A description of the material terms and conditions of these agreements can be found in the Prospectus dated July 15, 2015 and filed with the SEC on that date. The descriptions of the Transition Services Agreement, Tax Matters Agreement, Employee Matters Agreement and Trademark License Agreement are qualified in their entirety by reference to the full text of the Transition Services Agreement, Tax Matters Agreement, Employee Matters Agreement and Trademark License Agreement, which are attached as Exhibits 10.1, 10.2, 10.3 and 10.4, respectively, to the Current Report on Form 8-K dated August 2, 2015 and filed with the SEC on August 3, 2015. The description of the Separation and Distribution Agreement is qualified in its entirety by reference to the full text of the Separation and Distribution Agreement, which is attached as Exhibit 2.1 to the Quarterly Report on Form 10-Q dated August 1, 2015 and filed with the SEC on September 10, 2015.
Summary of Transactions with Barnes & Noble
During the 13 weeks ended October 31, 2015 (i.e. second quarter of fiscal 2016), we were billed $9,663 for purchases of inventory and direct costs incurred under the agreements discussed above which are included as cost of sales and occupancy and selling, general and administrative expense in the condensed consolidated statement of income.
During the 26 weeks ended November 1, 2014 (i.e. first and second quarter of fiscal 2015) and the 13 weeks ended August 1, 2015 (i.e. first quarter of fiscal 2016), we were allocated $24,238 and $13,321, respectively, of general corporate expenses incurred by Barnes & Noble and purchases of inventory which are included as cost of sales and occupancy and selling, general and administrative expense in the condensed consolidated statement of income.

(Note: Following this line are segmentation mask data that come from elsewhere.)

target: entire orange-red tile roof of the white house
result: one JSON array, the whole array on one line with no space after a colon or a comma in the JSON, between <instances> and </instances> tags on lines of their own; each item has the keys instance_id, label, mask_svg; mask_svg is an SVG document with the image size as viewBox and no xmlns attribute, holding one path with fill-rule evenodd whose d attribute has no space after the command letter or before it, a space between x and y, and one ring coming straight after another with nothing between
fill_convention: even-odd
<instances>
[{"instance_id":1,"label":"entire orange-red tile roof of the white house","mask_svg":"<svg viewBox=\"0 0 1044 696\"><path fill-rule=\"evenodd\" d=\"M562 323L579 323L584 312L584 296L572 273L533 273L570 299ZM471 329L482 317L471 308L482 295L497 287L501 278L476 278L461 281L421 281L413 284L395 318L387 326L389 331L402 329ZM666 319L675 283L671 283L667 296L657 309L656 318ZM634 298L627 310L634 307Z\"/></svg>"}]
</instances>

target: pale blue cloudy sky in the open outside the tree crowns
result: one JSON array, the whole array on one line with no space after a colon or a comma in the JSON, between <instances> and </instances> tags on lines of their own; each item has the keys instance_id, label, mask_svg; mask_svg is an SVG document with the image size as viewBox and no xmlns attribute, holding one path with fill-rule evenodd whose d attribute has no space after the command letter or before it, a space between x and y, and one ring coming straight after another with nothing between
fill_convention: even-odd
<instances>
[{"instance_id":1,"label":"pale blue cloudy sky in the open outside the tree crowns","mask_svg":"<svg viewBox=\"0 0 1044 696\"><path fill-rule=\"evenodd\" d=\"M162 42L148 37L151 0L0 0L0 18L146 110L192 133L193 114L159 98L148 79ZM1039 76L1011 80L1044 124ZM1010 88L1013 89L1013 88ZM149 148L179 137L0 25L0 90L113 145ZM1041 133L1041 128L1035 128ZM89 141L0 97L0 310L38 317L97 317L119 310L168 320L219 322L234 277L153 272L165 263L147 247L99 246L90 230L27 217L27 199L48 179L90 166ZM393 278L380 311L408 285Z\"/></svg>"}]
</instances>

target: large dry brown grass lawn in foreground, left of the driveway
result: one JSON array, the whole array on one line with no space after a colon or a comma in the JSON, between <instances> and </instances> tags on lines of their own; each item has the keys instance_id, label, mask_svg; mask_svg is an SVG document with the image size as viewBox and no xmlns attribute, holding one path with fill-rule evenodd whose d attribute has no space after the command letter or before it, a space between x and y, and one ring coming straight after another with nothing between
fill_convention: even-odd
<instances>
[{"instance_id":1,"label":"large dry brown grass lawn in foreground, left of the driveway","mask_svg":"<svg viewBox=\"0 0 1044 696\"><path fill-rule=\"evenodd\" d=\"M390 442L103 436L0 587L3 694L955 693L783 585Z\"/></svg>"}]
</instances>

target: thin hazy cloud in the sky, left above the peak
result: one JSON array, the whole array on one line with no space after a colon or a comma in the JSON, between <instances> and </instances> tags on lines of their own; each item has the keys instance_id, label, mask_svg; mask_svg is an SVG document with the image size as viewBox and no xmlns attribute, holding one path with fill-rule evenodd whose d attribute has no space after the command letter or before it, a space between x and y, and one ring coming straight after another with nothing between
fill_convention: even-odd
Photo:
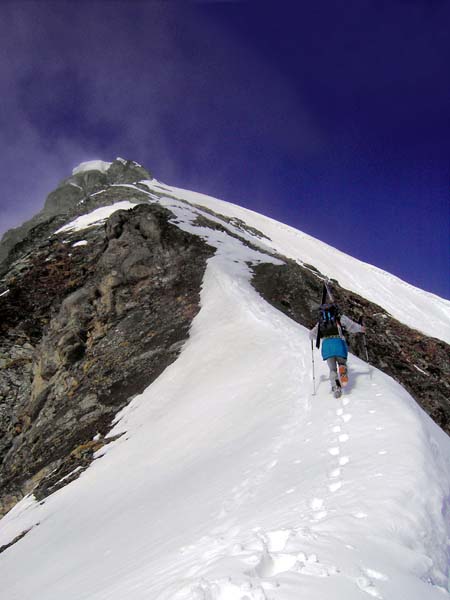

For information related to allocated stock-based compensation expense, see Note 11. Stock-Based Compensation.
As of October 31, 2015, amounts due to Barnes & Noble, Inc. for book purchases and direct costs incurred under the agreements discussed above was $10,453 and is included in accounts payable and accrued expenses in the condensed consolidated balance sheet. As of November 1, 2014, amounts due from Barnes & Noble, Inc. related to intercompany loans, net of corporate allocations, income taxes, and purchases of inventory was $49,367 and is included in Parent Company Investment in the condensed consolidated balance sheet.